Delhi is worst - people are wearing masks when they go out. Apparently they have air purifier everywhere - from car, balcony (one friend has 5 in his house), office clubs and yes roads too. They tried cloud seeding with no effect. Another friend was saying he and his wife went to Bhopal, another is in Himachal, the richer would have to gone to Swiss. But we don’t talk about the auto driver, bus driver, conductor and the slums which houses 60% maybe more of Delhi and runs Delhi.


I was in a Chikkaballapur - 60 km from Bangalore. Just looking at that space I felt - can i live here, if nothing I will breath some fresh air and maybe grow something in the side. Many of us want to do especially on the other side of 40 but no one is listening. While things are better managed it’s no different - polluted lakes, droughts, sanitation issues. 


There is nothing much we want to do - we just continue to live. The same life which from an environment n health perspective is being worse but thank to all convenience and discounts we have a perception that we are leading a happy life. Everything comes packaged at your doorstep right in time to put the masala on your pan - Just 10 mnts.


Some of us who are wiser won’t do that and if we do at least be wise to order an organic product. But for other it’s the palak on time - doesn’t matter where it was grown, how, what water, what soil. The curry is on time and we are all happy that we had a nutritious meal. Did we ?


It's been 3 and half years trying to do something.
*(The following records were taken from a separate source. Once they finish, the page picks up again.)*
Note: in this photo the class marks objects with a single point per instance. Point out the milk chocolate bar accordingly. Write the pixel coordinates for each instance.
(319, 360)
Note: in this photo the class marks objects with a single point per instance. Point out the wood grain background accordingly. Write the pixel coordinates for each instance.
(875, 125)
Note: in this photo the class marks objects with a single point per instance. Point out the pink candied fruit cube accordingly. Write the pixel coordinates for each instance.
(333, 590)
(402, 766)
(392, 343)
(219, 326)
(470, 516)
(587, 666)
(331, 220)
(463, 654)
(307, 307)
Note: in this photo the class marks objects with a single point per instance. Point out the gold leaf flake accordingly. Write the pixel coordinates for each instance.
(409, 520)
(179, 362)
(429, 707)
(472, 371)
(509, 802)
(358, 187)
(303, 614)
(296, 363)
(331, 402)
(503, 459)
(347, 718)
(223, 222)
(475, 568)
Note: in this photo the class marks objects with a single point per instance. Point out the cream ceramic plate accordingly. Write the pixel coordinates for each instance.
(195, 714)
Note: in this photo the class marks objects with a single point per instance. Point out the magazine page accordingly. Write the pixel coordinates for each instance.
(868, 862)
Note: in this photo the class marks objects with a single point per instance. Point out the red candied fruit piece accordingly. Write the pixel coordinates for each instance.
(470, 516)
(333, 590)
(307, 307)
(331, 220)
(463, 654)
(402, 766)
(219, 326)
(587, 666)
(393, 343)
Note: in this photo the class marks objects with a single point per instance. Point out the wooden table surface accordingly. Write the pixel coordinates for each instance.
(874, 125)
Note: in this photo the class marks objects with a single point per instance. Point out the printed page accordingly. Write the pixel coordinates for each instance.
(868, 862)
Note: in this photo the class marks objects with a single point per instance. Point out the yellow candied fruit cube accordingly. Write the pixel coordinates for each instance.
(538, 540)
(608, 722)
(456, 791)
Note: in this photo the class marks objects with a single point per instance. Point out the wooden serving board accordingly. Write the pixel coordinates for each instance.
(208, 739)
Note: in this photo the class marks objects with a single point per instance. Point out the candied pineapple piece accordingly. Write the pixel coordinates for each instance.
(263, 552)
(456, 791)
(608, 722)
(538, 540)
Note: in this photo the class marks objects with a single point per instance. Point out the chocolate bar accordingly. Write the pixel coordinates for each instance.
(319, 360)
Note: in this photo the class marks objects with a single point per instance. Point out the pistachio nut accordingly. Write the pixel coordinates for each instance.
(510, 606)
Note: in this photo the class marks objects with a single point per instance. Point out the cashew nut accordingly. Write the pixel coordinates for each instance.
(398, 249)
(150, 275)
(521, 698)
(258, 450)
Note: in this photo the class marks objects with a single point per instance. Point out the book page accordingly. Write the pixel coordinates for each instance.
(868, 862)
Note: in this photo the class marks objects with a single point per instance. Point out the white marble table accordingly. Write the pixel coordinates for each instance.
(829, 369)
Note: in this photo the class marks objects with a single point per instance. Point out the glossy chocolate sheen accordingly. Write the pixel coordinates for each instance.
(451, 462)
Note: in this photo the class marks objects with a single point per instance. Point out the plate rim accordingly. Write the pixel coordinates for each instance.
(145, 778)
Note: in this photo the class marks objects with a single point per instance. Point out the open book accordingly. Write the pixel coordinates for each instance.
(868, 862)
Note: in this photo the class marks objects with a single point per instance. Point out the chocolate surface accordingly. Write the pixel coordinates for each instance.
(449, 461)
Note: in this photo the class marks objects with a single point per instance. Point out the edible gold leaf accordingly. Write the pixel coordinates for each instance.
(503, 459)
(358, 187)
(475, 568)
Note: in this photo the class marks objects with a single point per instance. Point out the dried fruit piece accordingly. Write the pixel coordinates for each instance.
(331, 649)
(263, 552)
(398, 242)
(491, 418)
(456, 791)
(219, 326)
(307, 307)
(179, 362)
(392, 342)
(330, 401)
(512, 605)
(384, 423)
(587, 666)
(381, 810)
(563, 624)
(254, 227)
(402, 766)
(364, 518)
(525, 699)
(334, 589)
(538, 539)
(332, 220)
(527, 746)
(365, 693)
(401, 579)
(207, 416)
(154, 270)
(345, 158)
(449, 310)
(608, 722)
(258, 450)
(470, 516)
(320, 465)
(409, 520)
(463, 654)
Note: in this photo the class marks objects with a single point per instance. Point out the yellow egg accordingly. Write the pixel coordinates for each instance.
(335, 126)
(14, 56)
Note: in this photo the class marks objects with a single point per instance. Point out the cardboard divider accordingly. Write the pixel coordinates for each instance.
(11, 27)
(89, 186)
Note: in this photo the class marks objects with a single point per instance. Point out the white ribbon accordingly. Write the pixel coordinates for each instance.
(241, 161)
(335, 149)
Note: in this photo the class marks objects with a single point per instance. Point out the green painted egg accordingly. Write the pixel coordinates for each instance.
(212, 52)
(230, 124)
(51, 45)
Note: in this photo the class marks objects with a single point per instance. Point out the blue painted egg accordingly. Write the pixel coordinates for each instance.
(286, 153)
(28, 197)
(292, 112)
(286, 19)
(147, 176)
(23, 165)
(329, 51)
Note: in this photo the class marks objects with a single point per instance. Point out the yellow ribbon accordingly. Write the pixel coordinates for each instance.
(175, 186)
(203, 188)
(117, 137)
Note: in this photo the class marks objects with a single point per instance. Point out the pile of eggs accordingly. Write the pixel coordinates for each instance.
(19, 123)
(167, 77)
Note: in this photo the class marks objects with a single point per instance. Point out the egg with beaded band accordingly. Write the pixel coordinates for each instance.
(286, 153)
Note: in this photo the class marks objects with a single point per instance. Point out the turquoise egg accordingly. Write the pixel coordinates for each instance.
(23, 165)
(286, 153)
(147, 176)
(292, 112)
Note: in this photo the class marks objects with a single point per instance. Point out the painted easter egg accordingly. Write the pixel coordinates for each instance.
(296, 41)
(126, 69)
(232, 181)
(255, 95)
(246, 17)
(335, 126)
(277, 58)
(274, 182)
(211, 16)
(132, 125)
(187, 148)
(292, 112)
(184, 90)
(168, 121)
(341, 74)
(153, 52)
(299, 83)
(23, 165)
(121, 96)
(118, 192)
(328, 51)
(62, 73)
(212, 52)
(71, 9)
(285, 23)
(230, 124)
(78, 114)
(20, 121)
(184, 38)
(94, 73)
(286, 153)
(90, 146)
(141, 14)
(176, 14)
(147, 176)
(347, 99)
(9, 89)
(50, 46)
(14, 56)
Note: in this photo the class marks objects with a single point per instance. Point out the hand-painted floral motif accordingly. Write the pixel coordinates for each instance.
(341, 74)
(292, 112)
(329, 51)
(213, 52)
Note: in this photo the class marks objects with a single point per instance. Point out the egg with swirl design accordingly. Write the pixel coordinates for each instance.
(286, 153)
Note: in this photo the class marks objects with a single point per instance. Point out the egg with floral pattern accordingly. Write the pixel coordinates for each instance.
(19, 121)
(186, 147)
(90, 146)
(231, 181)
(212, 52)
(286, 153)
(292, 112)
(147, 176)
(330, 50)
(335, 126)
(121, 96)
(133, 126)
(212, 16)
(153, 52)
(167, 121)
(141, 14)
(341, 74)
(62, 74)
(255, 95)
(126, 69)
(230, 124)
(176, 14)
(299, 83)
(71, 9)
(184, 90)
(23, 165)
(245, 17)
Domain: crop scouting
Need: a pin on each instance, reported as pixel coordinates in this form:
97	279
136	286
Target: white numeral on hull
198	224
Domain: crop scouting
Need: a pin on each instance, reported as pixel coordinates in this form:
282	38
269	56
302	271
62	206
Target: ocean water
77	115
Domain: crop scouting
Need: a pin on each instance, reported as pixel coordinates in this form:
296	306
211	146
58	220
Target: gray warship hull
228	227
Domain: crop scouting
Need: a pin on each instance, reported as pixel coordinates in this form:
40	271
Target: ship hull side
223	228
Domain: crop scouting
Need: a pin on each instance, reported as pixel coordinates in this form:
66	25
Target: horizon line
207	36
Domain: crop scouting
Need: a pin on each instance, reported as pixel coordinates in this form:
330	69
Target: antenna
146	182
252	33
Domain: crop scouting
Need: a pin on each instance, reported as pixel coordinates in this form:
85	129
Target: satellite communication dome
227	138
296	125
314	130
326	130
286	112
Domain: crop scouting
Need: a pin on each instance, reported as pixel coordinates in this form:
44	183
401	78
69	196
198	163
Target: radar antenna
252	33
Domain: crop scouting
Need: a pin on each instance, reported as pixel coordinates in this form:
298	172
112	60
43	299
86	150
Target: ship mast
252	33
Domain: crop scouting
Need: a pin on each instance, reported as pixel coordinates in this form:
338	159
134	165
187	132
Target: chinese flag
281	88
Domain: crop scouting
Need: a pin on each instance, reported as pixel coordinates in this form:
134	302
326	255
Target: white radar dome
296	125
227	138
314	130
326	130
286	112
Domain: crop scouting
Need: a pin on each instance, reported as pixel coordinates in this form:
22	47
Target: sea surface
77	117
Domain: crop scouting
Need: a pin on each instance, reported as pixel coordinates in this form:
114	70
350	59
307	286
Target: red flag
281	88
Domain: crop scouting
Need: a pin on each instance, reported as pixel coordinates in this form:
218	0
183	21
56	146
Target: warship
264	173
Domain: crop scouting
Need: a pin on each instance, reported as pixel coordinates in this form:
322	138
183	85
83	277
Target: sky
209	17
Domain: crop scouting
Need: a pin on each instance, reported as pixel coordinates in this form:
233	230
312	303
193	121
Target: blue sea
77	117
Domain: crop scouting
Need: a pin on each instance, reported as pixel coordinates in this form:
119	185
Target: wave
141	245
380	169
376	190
But, working in climate sector is difficult because whatever you do, it still makes you feel inadequate. We know it won’t solve a problem but we tell ourselves - we have taken the 1st step many might follow. Or, let me do my bit, my home, my apartment / neighbourhood. Let me clear one blackspot at a time or plant a tree - if not a forest.


It’s a daily set of check list I have - wash the plastic - store it, convince everyone around not to orde and if they do, avoid getting hot soup (a constant demand in this weather), compost my wet waste, was vegetables and fruits. It’s a battle inside & outside the house.


As we often say “There is no Planet B”. And there is one home 🙂 and one life.


Saturday, November 15, 2025

A week of Discovery - Thru Art

Last week I saw “Meanwhile Elsewhere” - for the first time something done by Mallika Sarabhai and her troupe which I always wanted to see. Based on Invisible cities - Italo Calvino. It was an experience to be cherished, like a magnum opus which u want to experience and not judge (like we do after all plays - movies - books). For a change I did not want to - I just wanted to experience the colors, the music, and enjoy the movements. 


2 movies which RE- defined SLOW & WHAT CAN A LESBIAN RELATIONSHIP BE


THERE ARE FOUR FLOWERS & THERE’S THE WORLD

The first movie of Achal Mishra I saw was Gamak Ghar and I fell in love with his film making. Slow, great photography like poetry which lingers on an image or a face, real & local conversations ’s and a touching story told without much fanfare. Most artists are local and unknown faces so it’s almost like you take a handycam and shoot a movie - but in his hand it becomes a painting. Then I saw Dhuin and now this…
A documentary on hindi writer Vinod Kumar Shukla who is 88 years old and has won numerous awards and has collaborated with Mani Kaul for his movies and wrote scripts etc. 


This is what MUBI says and it captures the essence 

“A meandering brook of moments from two afternoons spent with Vinod Kumar Shukla, his wife and son at their home in Raipur, saunters between the mingling geographies of past, present and future drifting in and out of pauses - to ponder, to reflect, to reminisce and to share..”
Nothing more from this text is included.